Twice a year birds that spend the winter on the Solent set off on a hazardous journey.
In spring they’re on their way to their summer breeding grounds and in the autumn they travel back to the nutrient rich mudflats of the Solent.
So what triggers migration and why do birds migrate at all?
Solving the mystery
Barnacles to geese?
For thousands of years we were completely mystified by migration. We had little or no idea where our overwintering birds disappeared during the summer. In ancient Greece they believed birds turned into fish and in medieval times people thought geese grew from barnacles. As late as the nineteenth century, even famed naturalist Gilbert White suggested that swallows and swifts might hibernate in the mud at the bottom of ponds.
When people began to take an interest in birds’ behaviour, they noticed at certain times of year birds put on weight and became restless. They’d spotted that some species of caged birds went through a restless period each spring and autumn, repeatedly fluttering towards one side of their cage. German scientists called this behaviour ‘zugunruhe’ – from the German words ‘zug’ meaning move or migration, and ‘unruhe’, meaning anxiety or restlessness. The idea of some kind of migratory instinct, triggered at certain times of year, was discussed as early as the 1700s.
The Rostocker Pfeilstorch
But it was thanks to an unfortunate white stork that we finally knew for certain that birds actually travel extraordinary distances. This unlucky bird was found Germany in 1822 with a spear from central Africa in its neck. It demonstrated beyond doubt that storks were migrating long distances each year, rather than hibernating or changing form in winter.
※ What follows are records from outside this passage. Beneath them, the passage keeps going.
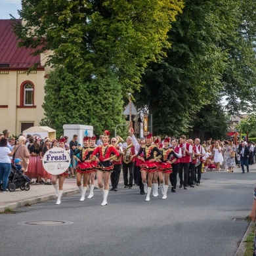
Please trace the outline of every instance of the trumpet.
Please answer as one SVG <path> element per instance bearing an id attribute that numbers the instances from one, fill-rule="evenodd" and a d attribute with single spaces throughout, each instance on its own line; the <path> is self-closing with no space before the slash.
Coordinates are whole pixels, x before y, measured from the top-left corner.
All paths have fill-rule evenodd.
<path id="1" fill-rule="evenodd" d="M 123 142 L 124 140 L 123 140 L 123 139 L 121 139 L 119 136 L 117 136 L 116 138 L 117 139 L 116 142 L 114 144 L 114 146 L 116 148 L 117 147 L 117 145 L 120 143 L 120 142 Z M 119 151 L 119 153 L 120 153 L 120 151 Z M 114 155 L 114 156 L 110 156 L 110 158 L 109 158 L 110 160 L 112 160 L 112 161 L 119 161 L 120 160 L 120 157 L 121 157 L 121 155 L 119 155 L 119 156 L 117 158 L 116 155 Z"/>
<path id="2" fill-rule="evenodd" d="M 123 161 L 125 163 L 129 163 L 131 161 L 131 157 L 133 156 L 130 148 L 133 146 L 133 144 L 131 143 L 123 152 Z"/>

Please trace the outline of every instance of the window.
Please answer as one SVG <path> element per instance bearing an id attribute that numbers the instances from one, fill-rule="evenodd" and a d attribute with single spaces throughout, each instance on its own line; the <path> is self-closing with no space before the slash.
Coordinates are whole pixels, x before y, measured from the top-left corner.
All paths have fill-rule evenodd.
<path id="1" fill-rule="evenodd" d="M 36 108 L 35 106 L 35 85 L 30 81 L 24 81 L 20 85 L 20 106 L 17 106 L 17 108 Z"/>
<path id="2" fill-rule="evenodd" d="M 24 106 L 33 106 L 33 87 L 30 83 L 26 83 L 24 85 Z"/>

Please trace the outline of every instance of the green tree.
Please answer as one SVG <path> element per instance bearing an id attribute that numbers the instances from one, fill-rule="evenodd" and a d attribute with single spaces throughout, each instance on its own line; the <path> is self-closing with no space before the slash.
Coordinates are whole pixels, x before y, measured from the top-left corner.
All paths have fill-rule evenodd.
<path id="1" fill-rule="evenodd" d="M 250 133 L 256 131 L 256 114 L 251 113 L 248 115 L 247 118 L 242 119 L 240 123 L 236 126 L 236 129 L 240 133 L 245 133 L 249 137 Z"/>
<path id="2" fill-rule="evenodd" d="M 153 114 L 154 132 L 160 135 L 192 129 L 194 116 L 204 105 L 218 102 L 221 95 L 234 98 L 239 95 L 238 101 L 255 96 L 253 44 L 240 31 L 247 29 L 243 27 L 245 16 L 254 24 L 252 11 L 240 14 L 247 1 L 184 2 L 182 13 L 168 33 L 171 49 L 166 50 L 167 56 L 161 63 L 148 65 L 140 93 L 135 95 L 138 106 L 148 106 Z M 247 65 L 242 68 L 241 63 Z M 232 83 L 234 77 L 228 79 L 226 76 L 234 69 L 239 72 Z M 245 69 L 248 70 L 242 76 Z M 240 94 L 242 85 L 237 81 L 251 72 Z M 244 93 L 246 91 L 251 93 L 249 98 Z M 229 100 L 226 108 L 232 112 L 235 102 Z"/>
<path id="3" fill-rule="evenodd" d="M 217 101 L 204 105 L 191 121 L 190 138 L 206 140 L 209 138 L 223 139 L 228 129 L 230 116 Z"/>
<path id="4" fill-rule="evenodd" d="M 169 47 L 181 0 L 22 0 L 14 30 L 20 47 L 52 50 L 47 63 L 89 77 L 114 72 L 124 95 L 138 89 L 147 63 Z"/>
<path id="5" fill-rule="evenodd" d="M 56 67 L 45 86 L 46 117 L 41 125 L 55 129 L 58 137 L 65 123 L 93 125 L 97 135 L 107 129 L 114 135 L 116 125 L 125 123 L 121 87 L 110 72 L 84 81 L 66 68 Z"/>

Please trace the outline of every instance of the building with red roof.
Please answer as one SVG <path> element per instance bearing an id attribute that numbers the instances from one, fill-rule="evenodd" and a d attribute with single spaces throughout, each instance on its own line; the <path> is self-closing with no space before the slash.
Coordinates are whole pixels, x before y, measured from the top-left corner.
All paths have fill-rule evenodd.
<path id="1" fill-rule="evenodd" d="M 39 125 L 44 117 L 47 53 L 33 56 L 36 49 L 18 48 L 11 20 L 0 20 L 0 131 L 8 129 L 18 135 Z M 36 70 L 28 74 L 35 64 Z"/>

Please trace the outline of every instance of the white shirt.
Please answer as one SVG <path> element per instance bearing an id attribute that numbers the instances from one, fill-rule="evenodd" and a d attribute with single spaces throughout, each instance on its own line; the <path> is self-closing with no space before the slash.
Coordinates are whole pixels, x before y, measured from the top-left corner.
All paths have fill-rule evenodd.
<path id="1" fill-rule="evenodd" d="M 7 146 L 0 146 L 0 163 L 11 163 L 11 159 L 8 156 L 11 152 Z"/>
There have been dozens of other storks arriving back in the area with spears in their neck since this first arrival, and you can still see the original Pfeilstorch (‘arrow-stork’) at the University of Rostock.
However it wasn’t until the start of the twentieth century with the introduction of systematic ringing and a global network of bird spotters, that we have been able to properly track the movement of birds across the globe.
These findings have revealed an even more extraordinary story of tiny birds travelling thousands of miles each year.
What sends millions of birds into the perilous skies every spring and autumn? However risky a long journey might seem, migration is all about survival.
All birds really need in life is a plentiful supply of food and a safe and secure place to breed. But places change with the seasons, and what might make a perfectly good summer home can be very inhospitable in the winter.
Birds that breed in the Northern Hemisphere tend to head northwards in the spring to take advantage of longer daylight hours, fewer predators, a flourishing food supply, and a good choice of places to nest. But as winter approaches, the availability of food drops and birds move south again.
For example, Arctic Siberia and Greenland might be the perfect isolated summer residences for our little sanderling, with plentiful food supplies, no disturbance from humans and less danger from predators.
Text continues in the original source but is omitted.